Holly’s trajectory exemplifies how 764 and similar networks radicalize American youth. The FBI had been investigating a social media account believed to belong to him since July 2025, tracking posts about “planning of a mass shooting with threats non-specific in nature.” Despite two months of monitoring, the bureau was unable to identify the account holder until after the shooting.
He was allegedly active on “WatchPeopleDie,” a graphic website that hosts real violence videos—including beheadings and shootings—that has been linked to multiple school shooters. This platform has become a pipeline for online gore consumption to real-world violence.
Holly’s digital footprint bore classic signs of nihilistic radicalization:
- A Twitter post of a revolver and ammunition box two hours before the shooting;
- TikTok videos showing him in tactical gear, including a skull mask, ballistic vest, and a knife with Nordic rune symbols; and
- Clothing with “WRATH” written in red lettering worn days before the attack.
The rise of NVEs reflects deeper social pathologies that extend far beyond individual psychological problems. Traditional institutions that once provided meaning and belonging have weakened, leaving many young people adrift. Family structures have fragmented, religious participation has declined, and civic engagement has withered—creating a vacuum that extremist networks exploit.
Discord servers and Telegram channels now serve as recruiting grounds where isolated adolescents find distorted forms of belonging. These platforms validate feelings of alienation while channeling them toward violence, offering notoriety through destruction.
Researchers point to “significance quest theory,” when conventional paths to meaning fail, some individuals seek purpose through extreme actions. For many young Americans facing economic uncertainty, social isolation, and cultural upheaval, violence becomes a perverse form of self-actualization.
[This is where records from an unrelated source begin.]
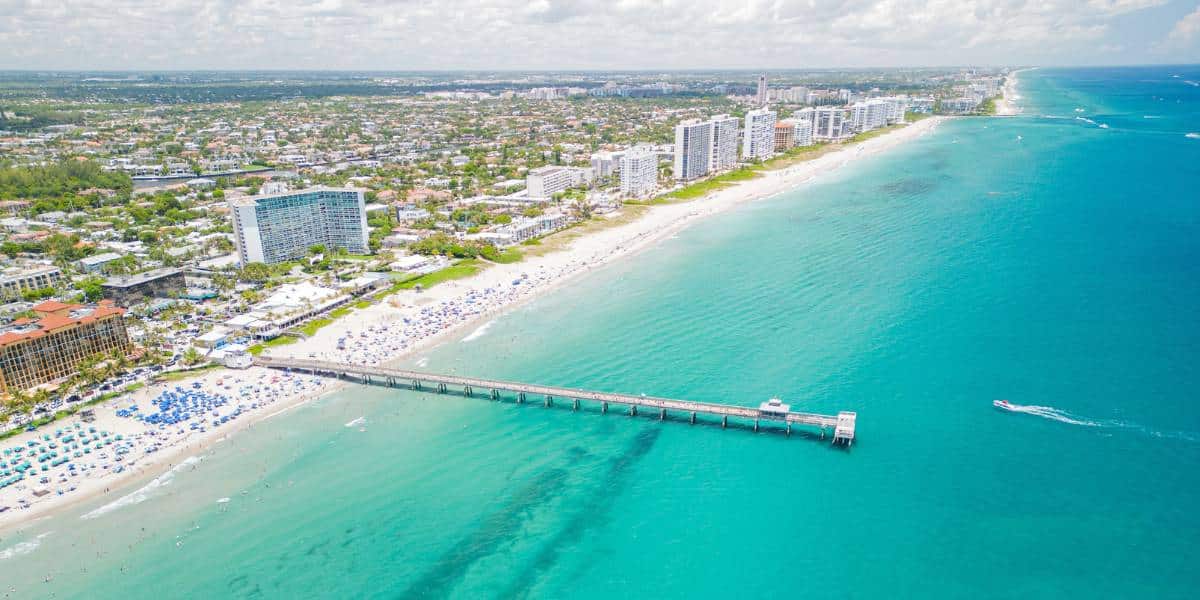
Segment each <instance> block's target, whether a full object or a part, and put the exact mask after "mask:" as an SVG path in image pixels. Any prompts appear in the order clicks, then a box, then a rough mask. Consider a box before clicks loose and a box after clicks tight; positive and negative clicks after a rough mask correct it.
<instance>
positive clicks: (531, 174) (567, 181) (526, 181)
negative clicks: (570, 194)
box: [526, 166, 588, 198]
mask: <svg viewBox="0 0 1200 600" xmlns="http://www.w3.org/2000/svg"><path fill="white" fill-rule="evenodd" d="M587 179H588V176H587V173H584V169H577V168H572V167H556V166H546V167H538V168H536V169H533V170H530V172H529V174H528V175H526V190H527V191H528V193H529V197H530V198H552V197H553V196H554V194H556V193H558V192H565V191H566V190H569V188H571V187H577V186H581V185H583V182H584V181H587Z"/></svg>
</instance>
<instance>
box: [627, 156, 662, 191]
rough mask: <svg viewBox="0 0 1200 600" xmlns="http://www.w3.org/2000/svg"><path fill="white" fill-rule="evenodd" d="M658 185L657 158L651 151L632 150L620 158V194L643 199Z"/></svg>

The emergence of NVE poses unprecedented challenges for agencies designed to combat ideologically motivated terrorism. Traditional threat assessments depend on understanding goals and methods, but nihilistic extremists reject all belief systems in favor of pure destruction, making them nearly impossible to predict.
The FBI has tried to adapt by creating educational materials for parents and educators to recognize warning signs of NVE recruitment. Yet those signs—social withdrawal, online gaming, fascination with violent content—often mirror normal adolescent behavior. Distinguishing between ordinary teenage angst and genuine radicalization requires resources that most schools and families lack.
The rise of NVEs forces uncomfortable questions about America’s ability to provide meaning and purpose to its youngest members. When traditional institutions fail to offer pathways to belonging, some will inevitably seek it through senseless violence or other dangerous actions.
Whether the American political class has the will to address the underlying social decay that fuels these networks remains an open question—one that may determine how many more families will face the nightmare that struck Evergreen High School on the morning of Sept. 10, 2025.